The elusive supreme leader of the Afghan Taliban has indirectly endorsed the Murree Peace Process days after Taliban cadres had a rare face-to-face meeting with Afghan government officials in the popular tourist resort.
Though Mullah Omar didn’t mention the July 7 meet-up in his traditional Eid message, many believe his mentioning of ‘political endeavours’ was a reference to the Murree Peace Process. Mullah Omar’s whereabouts have been unknown since the Taliban regime in Kabul was toppled by a US-led coalition in 2001.
Afghan President Ashraf Ghani also welcomed the Murree rendezvous, saying that he was hopeful the talks would lead to restoration of durable peace in his country which has been wrecked by years of insurgency and civil war.
“The whole nation wants peace. During the past 14 years we tried to hold face-to-face talks but could not succeed. But it has happened now and the second round of talks will be held within a few weeks,” Ghani said during a visit to Khost where he offered condolences to the families of those killed in a recent suicide car bombing. Over 30 people, including women and children, were killed in the attack that took place near an American base.
“We have also discussed peace talks with Pakistan and told the neighbouring country to end the undeclared war,” Ghani said, according to the Afghan media. He called upon the Taliban to come up with a list of their demands at the second round of talks.
Mullah Omar’s statement has kindled hopes for progress in peace talks. “Concurrent with the armed Jihad, political endeavours and peaceful ways for achieving these sacred goals are a legitimate Islamic principle and an integral part of Prophetic politics,” the Taliban supremo said in the message posted on the Taliban official website and emailed to the media.
“As our holy leader, the beloved Prophet (peace and blessings be upon him), was actively engaged in fighting the infidels in the battlefields of Badr and Khyber, and at the same time he participated in agreements beneficial for Muslims, held meetings with envoys of infidels, sent messages and delegations to them and on various occasions even undertook the policy of face-to-face talks with warring infidel parties,” Mullah Omar said.
The statement has effectively put to rest a guessing game about the legitimacy of the Murree talks after the spokesman for the Qatar-based political office of the Taliban had said that none of the Qatar office members had taken part in the process.
Mullah Omar reiterated the political powers of the Qatar office, but did not stop other Taliban leaders from taking part in peace process. “We have established an office for political affairs, entrusted with the responsibility of monitoring and conducting all political activities,” he added.
“The objective behind our political endeavours as well as contacts and interactions with other countries and our own Afghans is to put an end to the [foreign] occupation and to establish an independent Islamic system in our country,” Mullah Omar said.
Taliban are not Pakistan’s agents
In a first, Mullah Omar also rebuffed allegations that Pakistan and Iran were pulling the strings of the Afghan Taliban. “Some circles accuse the Mujahidin of being agents of Pakistan and Iran. This is an utterly unjust verdict because neither our past nor the prevailing circumstances attest to these false accusations,” he said.

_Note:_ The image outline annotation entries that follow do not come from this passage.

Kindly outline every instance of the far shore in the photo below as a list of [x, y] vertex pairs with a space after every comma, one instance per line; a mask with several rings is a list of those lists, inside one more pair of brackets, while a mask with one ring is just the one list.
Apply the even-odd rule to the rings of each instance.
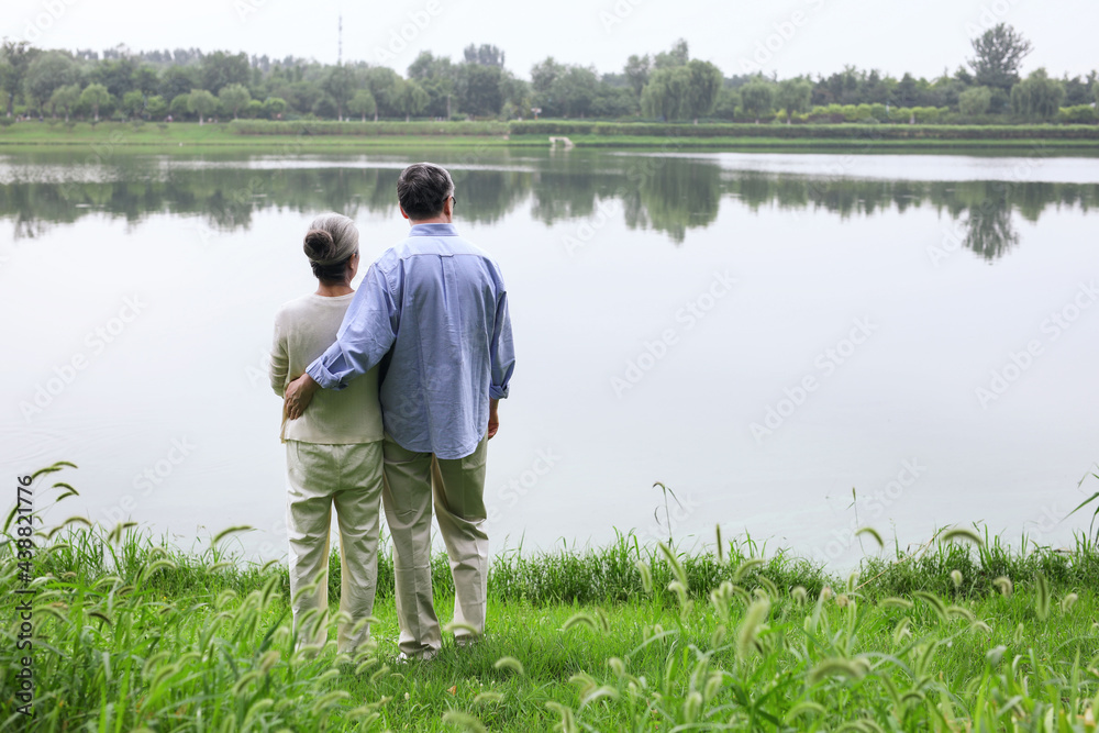
[[[634, 132], [634, 130], [636, 132]], [[657, 134], [654, 134], [656, 132]], [[576, 148], [788, 152], [1003, 152], [1009, 155], [1099, 153], [1099, 130], [1030, 125], [747, 125], [540, 122], [89, 122], [23, 121], [0, 127], [0, 151], [66, 151], [88, 146], [134, 152], [233, 151], [300, 153], [408, 148], [550, 148], [551, 137]], [[1012, 135], [1026, 135], [1014, 137]], [[1072, 135], [1072, 136], [1066, 136]], [[557, 149], [566, 147], [564, 140]]]

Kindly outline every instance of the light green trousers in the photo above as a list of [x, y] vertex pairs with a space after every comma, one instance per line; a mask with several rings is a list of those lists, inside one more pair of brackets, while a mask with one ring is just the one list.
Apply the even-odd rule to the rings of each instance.
[[[420, 656], [442, 646], [431, 591], [431, 509], [446, 545], [454, 578], [454, 622], [470, 630], [456, 638], [485, 632], [488, 592], [488, 535], [485, 533], [485, 460], [488, 440], [465, 458], [439, 459], [406, 451], [385, 440], [386, 522], [393, 541], [398, 647]], [[433, 501], [434, 500], [434, 501]]]
[[340, 611], [346, 615], [338, 625], [338, 649], [354, 655], [370, 637], [366, 619], [374, 612], [378, 580], [381, 460], [380, 441], [286, 443], [290, 608], [299, 644], [325, 641], [333, 507], [340, 525]]

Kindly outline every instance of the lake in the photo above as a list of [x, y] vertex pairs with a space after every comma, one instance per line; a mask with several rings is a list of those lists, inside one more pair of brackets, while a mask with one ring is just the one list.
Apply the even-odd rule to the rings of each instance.
[[1070, 543], [1099, 490], [1099, 165], [1037, 153], [5, 154], [0, 466], [79, 466], [51, 523], [247, 524], [284, 555], [274, 313], [315, 287], [311, 219], [353, 216], [371, 260], [430, 155], [511, 299], [495, 551], [718, 523], [837, 567], [877, 552], [861, 526]]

He said the Taliban have sought “cordial relations not only with Pakistan and Iran” but also with all neighbouring countries. “We have been the well-wishers of all masses of all neighbouring, regional and world countries and we are determined to pursue this wise policy.”
With using political option, the Taliban leader also justified the armed struggle as ‘invading troops are still stationed in Afghanistan’. “Jihad is as obligatory today as it was in the beginning of foreign occupation because our homeland Afghanistan is still under occupation and both its land and air space are controlled by the invaders,” he said.
Published in The Express Tribune, July 16th, 2015.